The black sky, free of clouds, framed by the tall narrow lines formed by pine trees, reflected the full immensity of the heavens. No borders, no artificial light to obscure the thousands of glinting pinpricks. I could see everything. As a child, I had stared up at the night sky and searched for shooting stars like everyone else. As an adult, sitting on the roof of my cottage near the bay, and later, haunting the empty lot, I looked not for shooting stars but for fixed ones, and I would try to imagine what kind of life lived in those celestial tidal pools so far from us.

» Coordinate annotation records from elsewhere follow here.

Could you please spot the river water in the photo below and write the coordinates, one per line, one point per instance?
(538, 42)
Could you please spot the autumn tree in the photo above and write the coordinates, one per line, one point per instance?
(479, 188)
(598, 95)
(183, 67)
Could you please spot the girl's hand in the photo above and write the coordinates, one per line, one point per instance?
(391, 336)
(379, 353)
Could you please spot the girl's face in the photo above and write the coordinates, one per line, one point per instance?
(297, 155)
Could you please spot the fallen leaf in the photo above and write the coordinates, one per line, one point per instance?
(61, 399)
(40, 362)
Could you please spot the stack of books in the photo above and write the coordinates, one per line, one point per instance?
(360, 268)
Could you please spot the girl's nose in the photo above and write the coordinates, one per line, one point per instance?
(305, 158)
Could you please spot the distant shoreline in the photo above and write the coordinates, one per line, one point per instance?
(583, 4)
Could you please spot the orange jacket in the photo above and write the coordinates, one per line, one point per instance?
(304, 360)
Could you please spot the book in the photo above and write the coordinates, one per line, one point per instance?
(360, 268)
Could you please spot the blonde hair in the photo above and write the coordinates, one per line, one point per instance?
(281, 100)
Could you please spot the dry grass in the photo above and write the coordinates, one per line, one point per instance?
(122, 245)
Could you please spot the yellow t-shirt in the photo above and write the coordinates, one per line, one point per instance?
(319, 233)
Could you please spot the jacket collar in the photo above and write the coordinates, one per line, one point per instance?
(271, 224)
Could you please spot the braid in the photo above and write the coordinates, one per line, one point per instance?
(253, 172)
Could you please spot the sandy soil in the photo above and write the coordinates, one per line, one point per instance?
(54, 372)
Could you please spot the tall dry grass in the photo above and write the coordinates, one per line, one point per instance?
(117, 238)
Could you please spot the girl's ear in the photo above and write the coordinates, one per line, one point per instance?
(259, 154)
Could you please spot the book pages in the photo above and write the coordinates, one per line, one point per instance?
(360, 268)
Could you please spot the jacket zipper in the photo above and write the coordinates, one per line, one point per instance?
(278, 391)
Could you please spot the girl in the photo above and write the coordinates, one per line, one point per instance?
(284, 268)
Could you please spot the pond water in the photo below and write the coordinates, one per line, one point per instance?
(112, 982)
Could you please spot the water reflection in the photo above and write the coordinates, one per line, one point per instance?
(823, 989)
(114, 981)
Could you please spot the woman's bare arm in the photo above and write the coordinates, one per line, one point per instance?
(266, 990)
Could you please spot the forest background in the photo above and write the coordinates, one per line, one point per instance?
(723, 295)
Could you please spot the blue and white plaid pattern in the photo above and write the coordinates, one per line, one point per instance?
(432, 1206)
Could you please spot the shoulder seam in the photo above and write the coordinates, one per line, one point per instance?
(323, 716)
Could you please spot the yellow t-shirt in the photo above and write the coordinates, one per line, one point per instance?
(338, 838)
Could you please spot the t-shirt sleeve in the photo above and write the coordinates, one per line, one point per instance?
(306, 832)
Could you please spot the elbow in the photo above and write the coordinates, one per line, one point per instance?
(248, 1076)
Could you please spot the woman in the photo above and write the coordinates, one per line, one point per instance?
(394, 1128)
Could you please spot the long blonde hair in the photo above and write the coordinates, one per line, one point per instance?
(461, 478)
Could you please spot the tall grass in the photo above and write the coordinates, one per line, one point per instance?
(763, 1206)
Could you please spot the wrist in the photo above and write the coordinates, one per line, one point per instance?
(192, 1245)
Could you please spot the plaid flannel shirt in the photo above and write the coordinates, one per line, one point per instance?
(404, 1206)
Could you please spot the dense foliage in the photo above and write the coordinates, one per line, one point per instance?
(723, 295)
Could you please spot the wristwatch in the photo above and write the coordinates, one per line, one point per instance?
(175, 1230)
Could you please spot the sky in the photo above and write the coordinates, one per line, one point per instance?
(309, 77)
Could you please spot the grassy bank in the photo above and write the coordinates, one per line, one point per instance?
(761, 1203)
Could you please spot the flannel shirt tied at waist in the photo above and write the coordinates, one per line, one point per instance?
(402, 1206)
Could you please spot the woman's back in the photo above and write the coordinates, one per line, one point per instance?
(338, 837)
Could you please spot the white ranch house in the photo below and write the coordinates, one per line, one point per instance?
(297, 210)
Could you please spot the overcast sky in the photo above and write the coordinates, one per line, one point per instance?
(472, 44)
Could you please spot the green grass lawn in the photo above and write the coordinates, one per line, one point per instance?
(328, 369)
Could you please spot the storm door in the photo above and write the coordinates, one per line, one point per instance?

I can’t decide if I want to go on with the trilogy, for once because I am afraid of having the whole thing spoiled. Have any of you read all three books? Should I keep on? Am I reading too much into it all? Perhaps it’s just like the biologist says:

A religious or spiritual person, someone who believed in angels or demons, might see it differently, Almost anyone else might see it differently. But I am not those people. I am just the biologist; I don’t require any of this to have a deeper meaning.
I am aware that all of this speculation is incomplete, inexact, inaccurate, useless. If I don’t have real answers, it is because we still don’t know what questions to ask. Our instruments are useless, our methodology broken, our motivations selfish.

4 thoughts on “Strange Things Are Afoot in Area X

  1. >>But you know how they say that having a strict routine can actually give you more freedom to do the things you want to do?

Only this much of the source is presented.